For sometime now, I have wanted a terrain table. I started off painting 28mm Napoleonic figures for the fun of it and enjoyed the uniform research. Over the last couple of years, however, I wanted to learn how to war-game. It became immediately apparent to me that wargaming with 28mm figures is a challenge. I researched basing as detailed in an earlier post and came up with a fairly flexible plan which allowed me to either use 12-18 figure infantry (Le Feu Sacre) battalions that could later be easily upgraded to 24-36 figure (Général de Brigade).
Clearly to war-game at the corps (2-3 divisions) level, but controlling individual infantry battalions, I would need a big table. I live in a 3 level condo with the living space on the second floor (first floor to you Europeans), sleeping space on the third floor and an undeveloped attic on the fourth floor. We completed an attic renovation in December of 2007. To sell this to my two teenagers and their step-mother, I had to agree to a plan with the the majority of the space being devoted to a big family room.
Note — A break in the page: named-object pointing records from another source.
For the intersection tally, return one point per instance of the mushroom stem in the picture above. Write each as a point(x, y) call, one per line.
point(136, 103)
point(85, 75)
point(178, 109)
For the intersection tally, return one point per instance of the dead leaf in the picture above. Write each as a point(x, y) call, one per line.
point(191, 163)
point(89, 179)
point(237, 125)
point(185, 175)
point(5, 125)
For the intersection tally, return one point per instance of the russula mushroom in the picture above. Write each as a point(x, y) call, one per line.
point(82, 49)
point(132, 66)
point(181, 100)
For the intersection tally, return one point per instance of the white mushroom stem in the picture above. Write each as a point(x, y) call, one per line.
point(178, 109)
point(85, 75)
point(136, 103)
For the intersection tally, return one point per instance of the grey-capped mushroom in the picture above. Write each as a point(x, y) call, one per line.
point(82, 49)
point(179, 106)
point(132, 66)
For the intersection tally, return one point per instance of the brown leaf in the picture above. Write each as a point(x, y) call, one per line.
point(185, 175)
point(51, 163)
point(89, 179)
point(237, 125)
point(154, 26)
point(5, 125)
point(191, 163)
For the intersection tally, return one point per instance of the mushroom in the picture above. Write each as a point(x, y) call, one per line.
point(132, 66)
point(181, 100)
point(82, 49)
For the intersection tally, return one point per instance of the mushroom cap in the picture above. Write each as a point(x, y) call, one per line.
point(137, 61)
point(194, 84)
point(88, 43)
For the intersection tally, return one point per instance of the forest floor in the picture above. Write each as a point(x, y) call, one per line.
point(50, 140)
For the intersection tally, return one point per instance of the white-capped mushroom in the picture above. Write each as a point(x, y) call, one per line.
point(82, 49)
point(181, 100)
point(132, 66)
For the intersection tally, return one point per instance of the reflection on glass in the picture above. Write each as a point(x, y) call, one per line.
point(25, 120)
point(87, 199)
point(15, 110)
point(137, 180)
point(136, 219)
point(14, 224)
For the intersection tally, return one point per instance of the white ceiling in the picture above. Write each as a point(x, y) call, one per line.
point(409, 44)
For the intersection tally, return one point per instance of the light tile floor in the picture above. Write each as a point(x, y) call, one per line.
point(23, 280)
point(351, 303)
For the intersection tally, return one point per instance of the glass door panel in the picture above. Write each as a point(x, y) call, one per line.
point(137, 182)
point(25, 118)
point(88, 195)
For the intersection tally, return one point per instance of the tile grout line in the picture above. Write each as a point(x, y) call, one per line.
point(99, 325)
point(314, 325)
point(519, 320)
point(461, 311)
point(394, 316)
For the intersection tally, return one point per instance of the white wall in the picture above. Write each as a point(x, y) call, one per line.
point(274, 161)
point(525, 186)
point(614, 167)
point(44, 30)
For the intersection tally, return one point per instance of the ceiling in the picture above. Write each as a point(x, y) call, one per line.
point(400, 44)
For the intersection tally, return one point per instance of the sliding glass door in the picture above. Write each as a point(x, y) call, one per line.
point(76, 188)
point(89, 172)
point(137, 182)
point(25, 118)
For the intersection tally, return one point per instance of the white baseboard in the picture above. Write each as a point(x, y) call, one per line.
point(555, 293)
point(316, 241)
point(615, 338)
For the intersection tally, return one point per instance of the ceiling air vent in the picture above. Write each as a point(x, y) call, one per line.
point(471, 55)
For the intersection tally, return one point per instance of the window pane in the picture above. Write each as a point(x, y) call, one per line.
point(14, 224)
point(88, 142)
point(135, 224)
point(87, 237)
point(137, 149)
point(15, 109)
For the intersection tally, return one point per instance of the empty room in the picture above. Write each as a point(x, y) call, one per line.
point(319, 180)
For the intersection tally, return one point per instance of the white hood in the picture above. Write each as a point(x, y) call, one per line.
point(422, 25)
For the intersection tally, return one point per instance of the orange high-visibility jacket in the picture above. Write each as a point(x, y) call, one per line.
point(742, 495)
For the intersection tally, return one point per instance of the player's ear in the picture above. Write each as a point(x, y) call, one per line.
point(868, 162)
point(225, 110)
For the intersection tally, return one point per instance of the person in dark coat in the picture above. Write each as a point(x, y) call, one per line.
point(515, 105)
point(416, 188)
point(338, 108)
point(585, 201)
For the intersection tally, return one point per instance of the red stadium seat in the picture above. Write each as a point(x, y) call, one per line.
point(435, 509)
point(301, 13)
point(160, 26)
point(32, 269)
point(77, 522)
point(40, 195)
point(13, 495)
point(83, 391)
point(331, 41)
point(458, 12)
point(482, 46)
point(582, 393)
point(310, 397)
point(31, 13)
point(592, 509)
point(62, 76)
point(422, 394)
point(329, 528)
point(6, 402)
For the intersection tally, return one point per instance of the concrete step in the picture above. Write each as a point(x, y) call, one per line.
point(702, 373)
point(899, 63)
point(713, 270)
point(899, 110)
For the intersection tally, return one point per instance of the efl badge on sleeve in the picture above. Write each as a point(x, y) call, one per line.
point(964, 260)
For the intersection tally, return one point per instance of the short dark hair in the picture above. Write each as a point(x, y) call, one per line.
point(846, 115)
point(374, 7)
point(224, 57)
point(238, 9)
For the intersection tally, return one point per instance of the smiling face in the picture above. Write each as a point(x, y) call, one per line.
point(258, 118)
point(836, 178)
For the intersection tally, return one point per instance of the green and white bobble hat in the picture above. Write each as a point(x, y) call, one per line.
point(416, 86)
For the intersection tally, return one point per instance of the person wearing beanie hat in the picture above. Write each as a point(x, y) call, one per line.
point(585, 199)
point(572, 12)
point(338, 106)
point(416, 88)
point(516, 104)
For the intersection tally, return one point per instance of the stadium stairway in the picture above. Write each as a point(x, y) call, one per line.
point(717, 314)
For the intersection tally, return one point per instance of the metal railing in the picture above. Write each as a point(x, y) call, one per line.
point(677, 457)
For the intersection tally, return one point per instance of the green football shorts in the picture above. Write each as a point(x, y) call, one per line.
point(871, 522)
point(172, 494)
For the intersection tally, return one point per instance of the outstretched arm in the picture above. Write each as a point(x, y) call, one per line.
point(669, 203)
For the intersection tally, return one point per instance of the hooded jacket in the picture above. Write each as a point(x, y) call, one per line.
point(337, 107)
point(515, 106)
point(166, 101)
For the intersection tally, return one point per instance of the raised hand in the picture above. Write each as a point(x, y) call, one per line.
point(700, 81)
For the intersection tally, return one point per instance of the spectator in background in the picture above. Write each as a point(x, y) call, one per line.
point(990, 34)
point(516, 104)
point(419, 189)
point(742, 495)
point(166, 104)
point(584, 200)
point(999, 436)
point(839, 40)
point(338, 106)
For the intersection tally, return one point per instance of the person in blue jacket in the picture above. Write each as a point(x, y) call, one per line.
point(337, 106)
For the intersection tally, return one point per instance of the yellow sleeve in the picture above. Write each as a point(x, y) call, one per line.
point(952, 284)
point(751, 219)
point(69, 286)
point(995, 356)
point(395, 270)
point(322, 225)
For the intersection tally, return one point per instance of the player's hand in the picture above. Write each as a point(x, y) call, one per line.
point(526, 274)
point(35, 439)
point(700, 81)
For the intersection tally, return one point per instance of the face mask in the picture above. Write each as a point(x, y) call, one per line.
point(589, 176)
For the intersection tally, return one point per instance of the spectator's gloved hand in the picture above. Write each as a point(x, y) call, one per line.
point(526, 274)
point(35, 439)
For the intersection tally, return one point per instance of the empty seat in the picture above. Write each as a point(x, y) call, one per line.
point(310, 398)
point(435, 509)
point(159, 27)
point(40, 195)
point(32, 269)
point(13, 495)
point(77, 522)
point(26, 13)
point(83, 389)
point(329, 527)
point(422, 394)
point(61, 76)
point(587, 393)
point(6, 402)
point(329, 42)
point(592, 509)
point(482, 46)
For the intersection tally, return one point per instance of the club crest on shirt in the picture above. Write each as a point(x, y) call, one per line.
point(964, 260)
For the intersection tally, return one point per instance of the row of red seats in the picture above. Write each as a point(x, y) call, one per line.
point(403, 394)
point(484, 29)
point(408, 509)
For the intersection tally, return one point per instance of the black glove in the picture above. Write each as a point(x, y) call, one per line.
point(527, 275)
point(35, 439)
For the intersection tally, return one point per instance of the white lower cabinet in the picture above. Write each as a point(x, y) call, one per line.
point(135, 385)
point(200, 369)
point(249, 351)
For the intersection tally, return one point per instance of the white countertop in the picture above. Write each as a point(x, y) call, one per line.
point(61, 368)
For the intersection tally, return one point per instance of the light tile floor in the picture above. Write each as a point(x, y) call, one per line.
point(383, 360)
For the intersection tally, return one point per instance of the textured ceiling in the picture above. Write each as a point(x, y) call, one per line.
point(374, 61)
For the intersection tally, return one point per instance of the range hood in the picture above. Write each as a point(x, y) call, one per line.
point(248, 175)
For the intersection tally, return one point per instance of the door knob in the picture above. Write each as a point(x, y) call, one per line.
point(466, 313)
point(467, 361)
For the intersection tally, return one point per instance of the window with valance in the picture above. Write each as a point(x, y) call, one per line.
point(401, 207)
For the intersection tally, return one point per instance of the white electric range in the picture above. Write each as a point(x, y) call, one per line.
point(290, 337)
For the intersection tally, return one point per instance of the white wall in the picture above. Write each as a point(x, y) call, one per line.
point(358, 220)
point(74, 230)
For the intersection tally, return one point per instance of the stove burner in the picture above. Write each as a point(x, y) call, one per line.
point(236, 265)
I cunningly kept quiet about what we would do with the alcove off the main room. Once the renovation was complete, I quickly threw up a miserable 4'x8' foot table using a terrain mat. See here. I had successfully marked my territory. I could now initiate the master plan.
Next, I carefully calculated that the biggest table I could fit in the space, was 12'x5'. This fitted with my plan to use both 2'x4' and 1'x4' modular terrain pieces (to be discussed in future post). The great thing about all the wargaming blogs out there is that you can look at what others have done. What I was looking for was a very stable table, that at the same time was relatively light weight. Where the alcove has a peaked ceiling it also had to be easily movable, so I could pull it out to gain access to both sides of the battle field.
Lord Ashram's table seemed to fit the bill, but his is 6.5'x4' in size. Could I translate his construction style to a table which was twice as long? After contacting him, I found out that he used some bookcases from IKEA.I bought 6 of them. I also bought 6 packs of castor wheels that I found at IKEA, these were well made with a steel ball-bearing construction. I hate assembling IKEA stuff, but the 6 legs went together quickly with their caster wheels.
When I got home I realised that maybe I should of got 8, as the span of 12' seemed a little long to be supported by just 3 of the book cases.
I was also limited by the fact that my car is small, and the longest length lumber that I could take home was 6'. Anyway, I went for it, knowing that only once the table was assembled could I assess it's stability and mobility. I use finished poplar as it is harder and more rigid than pine, but almost as light. The table of course had to have "square" corners so it would accept the terrain modules without difficulty. It was important to get the two long sides perfectly straight. Knowing the lack of skill in my cutting lumber, I opted to get the highest grade pre-finished and accurately cut lumber, I could find. I just wish I could find good quality wood screws in the US, I had to do with the usual garbage you get at Home Depot. I wish I could get those Robertson screws that you can get in Canada, a Philips is a poor substitute.
Anyway, here it is all tied together and fortunately the structure was quite rigid.
I then added some pine cross pieces (4 and 6" widths) every 4' to support the terrain modules. I may add some 2" width additional cross supports, but for now the present construction seems
to support the the partially completed terrain modules on which I have already started to work. I am very happy with the result. I will wait until the first set of terrain modules are completed to fit the oak side pieces.
Come on get going the soldiers say, we do not like it on these little tables!!!